L’annonce de l’orage

mon amour pour la terre
la mer et les rivières
comme mon amour du vent
me prêtent mille fois raison

près de la fenêtre
la brise me parle de l’orage
et du bel arbre aussi
ses longues branches qui retombent
et ses feuilles qui se replient
tout doucement et simplement
tandis qu’il vit tout ce qu’il est
dessous le ciel qui change

j’ai moins l’cœur à cueillir que je l’ai à semer
le temps m’ayant donné tant de belles choses à voir

UN SOUFFLE ENTRE LES FEUILLES - Mont-Royal, juillet 2015

UN SOUFFLE ENTRE LES FEUILLES – Mont-Royal, juillet 2015

La rondeur du temps

comme un grand cercle dans l’instant
un endroit où me vivre
sans rien perdre de l’écho des heures

vain de vouloir m’accrocher
et vain de les vouloir parfaits
aussi bien les faire fuir

les mots les gens les jours

j’ai moins l’cœur à changer que je l’ai à me vivre
le temps m’étant précieux comme l’eau des rivières

MARCHEUR DE JUILLET - Montréal

MARCHEUR DE JUILLET – Montréal

UNE CHAMBRE POUR LA NUIT

La nuit tombait. En marchant vers sa voiture, il tira son cellulaire de sa poche et l’éteignit sans même y jeter un œil. Un coup de nausée l’obligea à s’appuyer contre la portière avant de l’ouvrir. Il allait remonter sur l’autoroute quand il comprit qu’il lui fallait filer une vraie nuit de sommeil. Il resta sur la route secondaire et s’arrêta au premier motel. Sous le néon clignotant, un écriteau en bois présentait une inscription manuelle garnie de fioritures mais élégante quand même. Les mille et une nuits. Il attrapa son sac de voyage et se dirigea vers l’accueil.
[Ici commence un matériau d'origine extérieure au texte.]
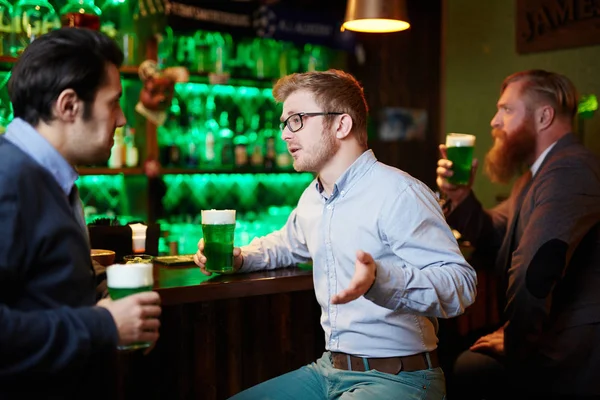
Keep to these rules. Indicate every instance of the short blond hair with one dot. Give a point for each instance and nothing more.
(334, 91)
(543, 86)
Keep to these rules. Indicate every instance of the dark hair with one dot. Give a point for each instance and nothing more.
(67, 58)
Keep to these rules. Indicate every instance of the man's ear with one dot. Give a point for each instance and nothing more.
(343, 126)
(67, 106)
(544, 116)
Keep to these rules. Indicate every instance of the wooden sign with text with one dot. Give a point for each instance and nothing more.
(556, 24)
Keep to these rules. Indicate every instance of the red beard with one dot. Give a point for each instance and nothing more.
(510, 154)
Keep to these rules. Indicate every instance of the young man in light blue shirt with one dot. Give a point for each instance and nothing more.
(386, 264)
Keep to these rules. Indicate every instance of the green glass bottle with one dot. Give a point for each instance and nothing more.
(5, 27)
(80, 14)
(30, 19)
(117, 22)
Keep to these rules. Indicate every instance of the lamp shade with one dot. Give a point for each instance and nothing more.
(376, 16)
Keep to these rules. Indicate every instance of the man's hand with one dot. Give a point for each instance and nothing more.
(492, 343)
(135, 316)
(200, 258)
(364, 276)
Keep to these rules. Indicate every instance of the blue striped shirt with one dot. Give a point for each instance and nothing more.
(421, 273)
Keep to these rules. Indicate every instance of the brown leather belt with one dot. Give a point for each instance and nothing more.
(391, 365)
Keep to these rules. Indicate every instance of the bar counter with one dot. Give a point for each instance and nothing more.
(224, 333)
(186, 284)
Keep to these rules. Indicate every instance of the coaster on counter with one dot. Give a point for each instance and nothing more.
(175, 260)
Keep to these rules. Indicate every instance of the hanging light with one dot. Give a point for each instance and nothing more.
(376, 16)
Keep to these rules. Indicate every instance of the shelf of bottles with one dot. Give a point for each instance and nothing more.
(263, 203)
(24, 20)
(220, 146)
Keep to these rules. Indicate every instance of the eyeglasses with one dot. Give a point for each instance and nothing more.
(294, 122)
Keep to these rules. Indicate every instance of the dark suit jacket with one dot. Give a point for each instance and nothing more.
(53, 342)
(546, 241)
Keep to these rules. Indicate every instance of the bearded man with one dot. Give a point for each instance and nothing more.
(544, 242)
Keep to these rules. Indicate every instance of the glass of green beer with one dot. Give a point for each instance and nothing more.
(127, 279)
(459, 149)
(218, 228)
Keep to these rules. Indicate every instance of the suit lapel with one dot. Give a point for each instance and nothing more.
(504, 255)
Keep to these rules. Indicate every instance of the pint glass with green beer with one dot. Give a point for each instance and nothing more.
(459, 149)
(127, 279)
(218, 228)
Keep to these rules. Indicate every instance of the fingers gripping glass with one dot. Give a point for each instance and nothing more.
(294, 122)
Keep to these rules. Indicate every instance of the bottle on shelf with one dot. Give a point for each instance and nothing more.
(132, 156)
(227, 146)
(255, 144)
(240, 143)
(30, 19)
(80, 14)
(116, 22)
(116, 159)
(6, 11)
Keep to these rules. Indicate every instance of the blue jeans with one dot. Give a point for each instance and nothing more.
(320, 380)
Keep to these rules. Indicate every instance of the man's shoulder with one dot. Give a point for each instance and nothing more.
(575, 157)
(16, 166)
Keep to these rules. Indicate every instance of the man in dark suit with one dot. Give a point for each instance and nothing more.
(545, 244)
(55, 342)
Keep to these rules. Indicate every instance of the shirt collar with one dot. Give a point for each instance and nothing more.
(345, 182)
(29, 140)
(536, 165)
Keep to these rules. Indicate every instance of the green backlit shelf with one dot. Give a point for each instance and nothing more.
(203, 78)
(6, 62)
(191, 171)
(109, 171)
(175, 171)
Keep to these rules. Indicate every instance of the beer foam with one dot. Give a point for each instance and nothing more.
(124, 276)
(218, 217)
(460, 140)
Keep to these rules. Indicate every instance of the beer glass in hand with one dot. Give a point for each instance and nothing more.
(218, 228)
(124, 280)
(459, 150)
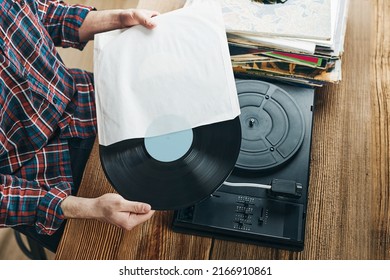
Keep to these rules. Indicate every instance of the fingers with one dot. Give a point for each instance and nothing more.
(135, 207)
(143, 17)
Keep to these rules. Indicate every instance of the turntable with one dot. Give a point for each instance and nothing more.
(264, 200)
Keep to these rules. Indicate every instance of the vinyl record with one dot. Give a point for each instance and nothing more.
(169, 183)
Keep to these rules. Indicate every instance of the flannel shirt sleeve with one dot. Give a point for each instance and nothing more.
(27, 203)
(62, 21)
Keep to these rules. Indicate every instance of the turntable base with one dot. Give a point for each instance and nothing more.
(256, 215)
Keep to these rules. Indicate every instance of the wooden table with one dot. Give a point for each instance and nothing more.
(348, 209)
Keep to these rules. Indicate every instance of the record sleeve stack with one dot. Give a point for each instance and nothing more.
(294, 41)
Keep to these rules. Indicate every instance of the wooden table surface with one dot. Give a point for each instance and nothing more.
(348, 209)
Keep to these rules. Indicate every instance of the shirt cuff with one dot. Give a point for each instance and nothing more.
(49, 213)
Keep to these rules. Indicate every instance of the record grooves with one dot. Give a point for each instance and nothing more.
(137, 176)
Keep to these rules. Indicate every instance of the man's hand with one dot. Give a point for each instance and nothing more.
(111, 208)
(102, 21)
(133, 17)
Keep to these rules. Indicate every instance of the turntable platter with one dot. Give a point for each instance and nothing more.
(272, 126)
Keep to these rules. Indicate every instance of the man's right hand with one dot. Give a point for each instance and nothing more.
(111, 208)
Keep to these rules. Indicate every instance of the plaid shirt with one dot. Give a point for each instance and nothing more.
(42, 104)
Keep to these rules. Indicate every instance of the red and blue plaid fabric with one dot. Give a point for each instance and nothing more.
(42, 104)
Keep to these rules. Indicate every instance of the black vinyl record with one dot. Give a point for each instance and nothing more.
(137, 176)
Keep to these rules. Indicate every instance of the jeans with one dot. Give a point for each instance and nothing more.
(80, 150)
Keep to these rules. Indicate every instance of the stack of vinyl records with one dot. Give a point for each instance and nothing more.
(295, 41)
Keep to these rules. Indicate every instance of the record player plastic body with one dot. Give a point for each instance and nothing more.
(255, 215)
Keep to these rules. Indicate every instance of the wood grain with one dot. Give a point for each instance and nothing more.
(348, 209)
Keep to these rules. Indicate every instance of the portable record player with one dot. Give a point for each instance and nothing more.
(264, 200)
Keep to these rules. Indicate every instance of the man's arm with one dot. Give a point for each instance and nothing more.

La pièce était minuscule et une forte odeur de renfermé imprégnait l’air. Un homme d’une trentaine d’années sortit sans se presser de derrière un rideau et lui tendit une fiche et un crayon en silence. Il la compléta rapidement et présenta sa carte de crédit. L’homme la saisit et lui fit signe de le suivre.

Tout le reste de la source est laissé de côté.